Established in Cape Town in 1999, One Africa Media’s SafariNow has rebranded to StayNow and launched in Kenya to make local travel awesome.
The Africa’s largest and most established online accommodation booking site with over 20,000 listed establishments and more than a million visitors montly beating SleepOut, Jovago and Booking.com and several others operating in Kenya, wants to offer Kenyan travellers access to a broader range of holiday options.
In an exclusive interview with TechMoran, Dylan Rothschild, GM SafariNow(read StayNow) said, “We started over 15 years ago when no one was doing it in Africa.
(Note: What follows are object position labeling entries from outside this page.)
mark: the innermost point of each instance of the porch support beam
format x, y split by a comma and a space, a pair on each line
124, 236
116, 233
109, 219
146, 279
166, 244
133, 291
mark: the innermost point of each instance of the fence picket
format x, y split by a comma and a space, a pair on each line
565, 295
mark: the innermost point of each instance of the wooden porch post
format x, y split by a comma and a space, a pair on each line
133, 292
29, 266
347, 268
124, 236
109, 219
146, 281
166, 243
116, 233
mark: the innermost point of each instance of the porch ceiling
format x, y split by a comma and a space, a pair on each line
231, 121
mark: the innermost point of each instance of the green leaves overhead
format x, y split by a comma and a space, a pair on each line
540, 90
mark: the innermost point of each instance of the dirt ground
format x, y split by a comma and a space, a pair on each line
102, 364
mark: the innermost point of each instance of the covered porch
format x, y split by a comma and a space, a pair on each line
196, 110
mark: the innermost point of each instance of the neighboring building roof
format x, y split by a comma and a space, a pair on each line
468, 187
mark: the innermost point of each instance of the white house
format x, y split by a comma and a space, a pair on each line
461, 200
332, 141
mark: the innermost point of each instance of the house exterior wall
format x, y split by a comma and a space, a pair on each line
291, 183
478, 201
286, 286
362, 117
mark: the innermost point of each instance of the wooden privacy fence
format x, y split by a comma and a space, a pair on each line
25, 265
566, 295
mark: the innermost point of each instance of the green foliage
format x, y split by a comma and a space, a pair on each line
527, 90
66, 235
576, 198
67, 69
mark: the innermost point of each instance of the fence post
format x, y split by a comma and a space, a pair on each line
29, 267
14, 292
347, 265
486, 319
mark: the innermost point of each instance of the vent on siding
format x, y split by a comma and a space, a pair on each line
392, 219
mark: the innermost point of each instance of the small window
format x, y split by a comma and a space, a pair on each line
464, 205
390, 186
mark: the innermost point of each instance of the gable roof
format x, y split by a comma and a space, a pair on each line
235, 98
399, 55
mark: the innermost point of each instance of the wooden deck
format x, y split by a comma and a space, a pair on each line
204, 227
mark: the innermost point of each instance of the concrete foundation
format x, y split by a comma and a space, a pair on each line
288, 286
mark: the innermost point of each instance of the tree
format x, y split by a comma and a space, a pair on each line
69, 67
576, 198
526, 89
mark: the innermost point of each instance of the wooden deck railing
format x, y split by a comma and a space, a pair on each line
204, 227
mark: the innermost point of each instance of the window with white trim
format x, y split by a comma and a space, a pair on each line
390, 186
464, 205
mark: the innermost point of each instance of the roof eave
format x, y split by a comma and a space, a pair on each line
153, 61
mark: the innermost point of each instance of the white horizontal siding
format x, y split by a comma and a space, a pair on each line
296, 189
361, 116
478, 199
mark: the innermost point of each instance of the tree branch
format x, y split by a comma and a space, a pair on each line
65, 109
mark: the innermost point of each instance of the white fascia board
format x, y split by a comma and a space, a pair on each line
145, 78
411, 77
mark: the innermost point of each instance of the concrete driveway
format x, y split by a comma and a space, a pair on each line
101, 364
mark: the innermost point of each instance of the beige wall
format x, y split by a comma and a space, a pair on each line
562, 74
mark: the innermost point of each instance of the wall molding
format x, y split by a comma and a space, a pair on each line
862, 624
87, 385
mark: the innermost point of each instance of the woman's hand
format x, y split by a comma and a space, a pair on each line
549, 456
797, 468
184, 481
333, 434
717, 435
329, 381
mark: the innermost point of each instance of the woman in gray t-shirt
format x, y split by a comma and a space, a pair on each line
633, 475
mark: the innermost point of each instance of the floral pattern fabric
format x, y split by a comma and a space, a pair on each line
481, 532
We wanted to fill the gap in the market which still exists in Kenya. We want to give local travel solutions at local rates to local Kenyans than tourists. Everyone wants to travel but they just lack information.”
Rothschild says the firm has firmly entrenched itself as the leader in the South African accommodation market and now aims to replicate that success in East Africa ad be the go-to place for local travellers a with prefereable holiday and business accommodation options that suit them.
In a statement, Matthew Swart, CEO and founder of StayNow said, “We are seeing far more travel happening in Kenya nowadays as a result of the recent tech boom and the subsequent emergence of a wealthier middle class. There’s more disposable income and Kenyans are keen to travel, but they need solutions that work for them, not options tailored for the tourist market.”
With knowledge of Kenya’s online ecosystem, StayNow is open to anyone with an email address and a mobile phone whetehr they are vendors and consumers. They also know that the South and East African markets do differ significantly, particularly when it comes to mobile payments, which the firm says will be live in en days.
“By and large, Kenyan consumers prefer to conduct all transactions on their mobile phones, many of them using mobile payment technology like m-PESA in favour of traditional credit cards,” says Swart in a statement. “We’re accounting for localised nuances like this so as to make StayNow.co.ke the site Kenyans first turn to when looking into holiday options. As we did in South Africa, we’re hoping to pioneer the idea of informal travel on a local level, and make holidaying more accessible to the general public – this means creating solutions that people really want, rather than simply applying a standard model that’s worked well elsewhere.”
Just launched to the public in Kenya, StayNow says it has already signed up over 1000 establishments including hotels, bed & breakfasts, guest-houses, self-catering establishments and camping spots.